Dynamic Pricing Algorithms Need to be More Transparent, Equitable, and Human-Centered.

Yatin Bhat
SI 410: Ethics and Information Technology
7 min readFeb 17, 2023

Have you ever noticed the price of a t-shirt change since the last time you purchased it? Have you and a friend tried to purchase airline tickets online, but had different prices appear on each other’s screens?
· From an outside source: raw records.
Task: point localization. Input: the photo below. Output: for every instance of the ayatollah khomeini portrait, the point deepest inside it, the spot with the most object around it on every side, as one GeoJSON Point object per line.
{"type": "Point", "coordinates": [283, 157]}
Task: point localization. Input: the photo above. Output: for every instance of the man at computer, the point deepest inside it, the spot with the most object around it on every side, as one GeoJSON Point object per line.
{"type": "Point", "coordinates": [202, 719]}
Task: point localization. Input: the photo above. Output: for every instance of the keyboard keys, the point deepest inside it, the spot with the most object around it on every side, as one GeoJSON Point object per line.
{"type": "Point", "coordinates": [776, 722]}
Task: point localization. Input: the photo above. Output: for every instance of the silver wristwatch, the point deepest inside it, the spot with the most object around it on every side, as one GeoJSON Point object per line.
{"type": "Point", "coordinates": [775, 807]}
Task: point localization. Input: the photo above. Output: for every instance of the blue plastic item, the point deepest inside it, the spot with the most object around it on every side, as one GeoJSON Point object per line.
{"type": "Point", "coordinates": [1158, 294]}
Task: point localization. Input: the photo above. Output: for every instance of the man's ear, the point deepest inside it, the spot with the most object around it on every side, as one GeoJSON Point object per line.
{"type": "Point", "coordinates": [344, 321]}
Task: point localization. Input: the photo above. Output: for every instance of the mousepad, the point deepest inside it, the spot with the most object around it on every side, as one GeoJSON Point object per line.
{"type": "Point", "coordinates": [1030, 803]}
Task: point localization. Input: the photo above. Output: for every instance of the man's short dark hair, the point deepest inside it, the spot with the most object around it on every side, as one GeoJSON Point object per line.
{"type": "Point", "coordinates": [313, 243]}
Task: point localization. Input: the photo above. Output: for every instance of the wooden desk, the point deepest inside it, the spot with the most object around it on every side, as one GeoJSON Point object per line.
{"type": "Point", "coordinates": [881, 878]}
In the age of the Internet, the prices of everything from Taylor Swift’s concert tickets to Uber rides are constantly changing, and it’s not always clear to the average consumer why this occurs. These are all examples of dynamic pricing algorithms: companies adjusting prices for items based on real time market conditions. Dynamic pricing needs major improvements in algorithm transparency, equity measures, and human-override controls to solve the technology’s ethical issues.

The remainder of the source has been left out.